From Ellice, who keeps finding cool stuff online:
Sadie at Jezebel covers Vanity Fair's article on Grace Kelly's life (and also loss of virginity at 17), but also debunks the notion that young women today are more rebellious than those who came before. The comments section is really cool because readers share stories about their own grandmothers, who are totally wild, even by today's standards.
A few of my favorites:
"My great-grandmother divorced her husband in the 30s as well. He was a philanderer and a drunk, and once she drove her car through a bar window and ordered him to come home. With her second husband, she was one of the first women to race high-speed boats in the country. I remember taking reds in her red Corvette convertible when she was older, which she drove well into her 80s. When she was 85 a doctor told her to stop eating spicey food and ice cream, and she told him to fuck himself. I wish I was old enough when she passed to interview her and collect her stories."–msamanda
"My grandma was a 50's/60's housewife and when my grandpa retired, she told him she was retiring too and that she wasn't going to do all the housework anymore. He was fine with it.

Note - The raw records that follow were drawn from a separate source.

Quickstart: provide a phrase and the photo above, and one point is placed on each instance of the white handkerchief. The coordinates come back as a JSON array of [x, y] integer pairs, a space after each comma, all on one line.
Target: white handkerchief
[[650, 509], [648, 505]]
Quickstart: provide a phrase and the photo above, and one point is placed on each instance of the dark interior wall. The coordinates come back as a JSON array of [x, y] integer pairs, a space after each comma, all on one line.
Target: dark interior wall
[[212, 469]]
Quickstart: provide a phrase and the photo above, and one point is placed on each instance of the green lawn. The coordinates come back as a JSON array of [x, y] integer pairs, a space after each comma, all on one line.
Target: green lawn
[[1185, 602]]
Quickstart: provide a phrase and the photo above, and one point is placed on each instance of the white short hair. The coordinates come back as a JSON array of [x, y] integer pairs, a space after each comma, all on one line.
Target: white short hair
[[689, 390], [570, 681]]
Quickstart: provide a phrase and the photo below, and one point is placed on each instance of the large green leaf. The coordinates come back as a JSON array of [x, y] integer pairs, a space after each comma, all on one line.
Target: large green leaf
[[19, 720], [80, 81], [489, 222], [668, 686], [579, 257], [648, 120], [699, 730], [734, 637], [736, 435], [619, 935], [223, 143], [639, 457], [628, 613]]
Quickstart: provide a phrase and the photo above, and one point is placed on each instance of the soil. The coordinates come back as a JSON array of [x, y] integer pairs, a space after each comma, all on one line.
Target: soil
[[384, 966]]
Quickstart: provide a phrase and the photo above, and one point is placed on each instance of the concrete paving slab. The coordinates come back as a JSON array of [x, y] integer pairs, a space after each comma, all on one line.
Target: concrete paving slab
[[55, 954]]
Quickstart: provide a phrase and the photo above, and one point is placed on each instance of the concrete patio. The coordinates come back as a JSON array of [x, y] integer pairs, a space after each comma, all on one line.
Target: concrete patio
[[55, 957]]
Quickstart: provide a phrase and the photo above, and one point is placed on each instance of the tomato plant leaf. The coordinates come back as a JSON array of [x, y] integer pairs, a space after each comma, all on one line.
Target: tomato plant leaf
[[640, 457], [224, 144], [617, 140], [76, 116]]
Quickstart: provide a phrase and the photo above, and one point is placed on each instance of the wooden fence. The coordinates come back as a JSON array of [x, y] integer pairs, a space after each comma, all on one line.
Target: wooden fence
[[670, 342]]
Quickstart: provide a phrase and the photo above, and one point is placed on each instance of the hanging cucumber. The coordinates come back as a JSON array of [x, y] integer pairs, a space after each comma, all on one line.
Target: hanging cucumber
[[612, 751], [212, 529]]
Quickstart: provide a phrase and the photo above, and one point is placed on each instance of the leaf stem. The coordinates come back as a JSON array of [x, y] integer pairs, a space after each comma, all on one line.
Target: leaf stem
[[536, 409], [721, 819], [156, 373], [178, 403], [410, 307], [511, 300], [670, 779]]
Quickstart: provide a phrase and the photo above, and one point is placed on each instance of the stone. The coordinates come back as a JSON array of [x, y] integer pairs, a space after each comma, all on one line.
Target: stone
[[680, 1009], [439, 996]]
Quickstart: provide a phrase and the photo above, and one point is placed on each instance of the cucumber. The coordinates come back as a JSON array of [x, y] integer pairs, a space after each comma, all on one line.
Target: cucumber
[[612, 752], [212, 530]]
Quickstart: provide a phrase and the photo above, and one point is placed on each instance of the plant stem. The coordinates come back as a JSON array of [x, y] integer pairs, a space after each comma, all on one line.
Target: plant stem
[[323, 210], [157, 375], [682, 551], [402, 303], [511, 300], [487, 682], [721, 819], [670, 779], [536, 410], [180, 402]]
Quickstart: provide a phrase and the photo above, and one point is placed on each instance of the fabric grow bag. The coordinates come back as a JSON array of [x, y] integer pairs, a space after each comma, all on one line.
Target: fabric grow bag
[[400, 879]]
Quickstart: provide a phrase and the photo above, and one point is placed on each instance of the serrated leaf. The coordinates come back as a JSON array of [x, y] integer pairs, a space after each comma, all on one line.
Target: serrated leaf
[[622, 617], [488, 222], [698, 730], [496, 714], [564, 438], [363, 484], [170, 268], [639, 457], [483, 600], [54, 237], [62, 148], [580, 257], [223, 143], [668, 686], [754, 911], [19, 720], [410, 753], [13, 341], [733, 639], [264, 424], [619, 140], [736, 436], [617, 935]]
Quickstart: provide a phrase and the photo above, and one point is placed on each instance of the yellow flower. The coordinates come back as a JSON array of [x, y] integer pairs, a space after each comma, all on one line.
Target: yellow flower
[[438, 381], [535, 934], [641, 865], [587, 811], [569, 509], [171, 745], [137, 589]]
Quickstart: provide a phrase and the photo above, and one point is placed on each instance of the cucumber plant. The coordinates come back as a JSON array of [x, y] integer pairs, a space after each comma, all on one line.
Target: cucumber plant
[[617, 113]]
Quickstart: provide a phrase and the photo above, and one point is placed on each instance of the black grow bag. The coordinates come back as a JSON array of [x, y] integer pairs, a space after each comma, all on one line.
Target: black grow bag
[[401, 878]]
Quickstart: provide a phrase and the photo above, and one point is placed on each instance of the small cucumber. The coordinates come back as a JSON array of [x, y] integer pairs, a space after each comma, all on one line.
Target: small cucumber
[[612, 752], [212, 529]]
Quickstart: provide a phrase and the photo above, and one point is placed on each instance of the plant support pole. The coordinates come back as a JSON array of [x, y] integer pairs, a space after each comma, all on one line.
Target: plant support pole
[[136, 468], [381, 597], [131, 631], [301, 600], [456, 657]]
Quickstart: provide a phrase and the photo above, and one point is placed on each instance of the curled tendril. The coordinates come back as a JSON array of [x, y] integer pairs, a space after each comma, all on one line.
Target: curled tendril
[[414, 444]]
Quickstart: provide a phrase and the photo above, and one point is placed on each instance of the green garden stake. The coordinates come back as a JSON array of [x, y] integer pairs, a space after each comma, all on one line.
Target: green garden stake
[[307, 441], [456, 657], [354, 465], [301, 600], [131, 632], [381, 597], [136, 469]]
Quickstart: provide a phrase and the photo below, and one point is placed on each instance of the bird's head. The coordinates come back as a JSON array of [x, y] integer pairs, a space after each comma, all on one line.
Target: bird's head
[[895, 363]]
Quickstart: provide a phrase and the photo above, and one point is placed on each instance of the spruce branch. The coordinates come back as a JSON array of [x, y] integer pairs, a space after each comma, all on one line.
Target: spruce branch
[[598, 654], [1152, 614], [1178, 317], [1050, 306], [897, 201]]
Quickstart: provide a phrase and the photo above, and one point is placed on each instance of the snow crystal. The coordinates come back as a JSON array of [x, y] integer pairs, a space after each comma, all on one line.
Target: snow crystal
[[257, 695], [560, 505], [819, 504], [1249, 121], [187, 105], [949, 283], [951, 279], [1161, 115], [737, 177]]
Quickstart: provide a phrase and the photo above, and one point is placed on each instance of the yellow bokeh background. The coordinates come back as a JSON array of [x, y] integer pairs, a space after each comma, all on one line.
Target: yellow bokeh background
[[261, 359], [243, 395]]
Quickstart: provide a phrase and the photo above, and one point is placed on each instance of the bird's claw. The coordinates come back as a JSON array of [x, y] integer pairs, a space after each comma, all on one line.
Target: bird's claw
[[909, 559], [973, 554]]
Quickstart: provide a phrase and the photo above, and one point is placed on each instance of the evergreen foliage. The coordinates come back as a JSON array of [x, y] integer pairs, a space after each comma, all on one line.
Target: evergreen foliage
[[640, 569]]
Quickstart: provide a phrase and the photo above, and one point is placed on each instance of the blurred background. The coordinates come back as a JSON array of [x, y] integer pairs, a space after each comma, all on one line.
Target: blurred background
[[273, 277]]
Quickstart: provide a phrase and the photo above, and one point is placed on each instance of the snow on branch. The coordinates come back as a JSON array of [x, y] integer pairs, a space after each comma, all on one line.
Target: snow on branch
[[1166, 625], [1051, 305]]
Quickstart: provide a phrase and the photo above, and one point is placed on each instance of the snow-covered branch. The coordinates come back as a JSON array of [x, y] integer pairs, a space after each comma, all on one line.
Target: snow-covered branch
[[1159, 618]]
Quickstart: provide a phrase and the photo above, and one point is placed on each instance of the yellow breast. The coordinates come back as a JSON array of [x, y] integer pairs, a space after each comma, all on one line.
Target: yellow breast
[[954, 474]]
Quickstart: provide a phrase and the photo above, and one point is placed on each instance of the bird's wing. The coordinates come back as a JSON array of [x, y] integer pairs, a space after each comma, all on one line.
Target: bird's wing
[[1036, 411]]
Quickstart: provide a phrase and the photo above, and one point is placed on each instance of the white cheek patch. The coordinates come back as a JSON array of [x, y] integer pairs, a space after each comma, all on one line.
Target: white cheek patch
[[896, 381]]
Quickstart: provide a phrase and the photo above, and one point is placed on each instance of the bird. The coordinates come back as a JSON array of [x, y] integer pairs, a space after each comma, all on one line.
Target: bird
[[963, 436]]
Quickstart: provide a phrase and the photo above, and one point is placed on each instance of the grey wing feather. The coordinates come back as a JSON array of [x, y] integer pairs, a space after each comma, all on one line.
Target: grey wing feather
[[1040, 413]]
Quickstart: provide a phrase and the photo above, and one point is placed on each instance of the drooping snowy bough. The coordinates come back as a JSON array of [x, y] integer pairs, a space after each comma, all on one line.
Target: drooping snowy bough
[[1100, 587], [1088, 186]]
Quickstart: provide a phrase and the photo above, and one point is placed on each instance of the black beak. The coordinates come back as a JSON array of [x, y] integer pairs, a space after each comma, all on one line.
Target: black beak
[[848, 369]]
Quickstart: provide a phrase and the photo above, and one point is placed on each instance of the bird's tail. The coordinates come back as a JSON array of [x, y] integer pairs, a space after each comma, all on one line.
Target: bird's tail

My grandparents were awesome."–Phyllis Nefler
"Besides being crazy slick, my grandmother was a helluva woman. My grandmother graduated Hampton University with a Bachelor of Arts at the age of 19, and got her Master's before her 23rd birthday. Mind you this is in the 50's. Also, she was a black woman. In the 50's. With a child born out of wedlock. She went on to become a social worker, then became the first black female administrator in her field in the entire Tidewater area. She also fought the Norfolk, Va school administration tooth and nail so that my mother could be placed in a predominantly Jewish high school. She won her case, and my mom and a few of her other classmates made history."–imjustnotthatintoyou
"My great grandmother ran away from west Africa on a whaling ship to Africa after falling in love with a sailor. She arrived pregnant and unmarried in Boston and he eventually abandoned her. She lived in Boston until the baby was born then moved back home and entered into an arranged marriage so no one would know the baby was illegitimate. But my grandmother kept her U.S. citizenship since she was born in U.S. soil and that's how my family eventually ended up here."–Alohamaid
Comments like these even inspired one reader to start up How I Met Your Grandmother, a blog for archiving "personal accounts, interesting stories, family gossip about or even old photos of the older generations of your families."
Kind of a refreshing reminder, I think, in the midst of the brouhaha over "hookup cultures" aka the moral ruin of today's youth. These are exciting kinds of historical evidence that norms have been challenged for as long as they've existed--not just in the era of "sexting."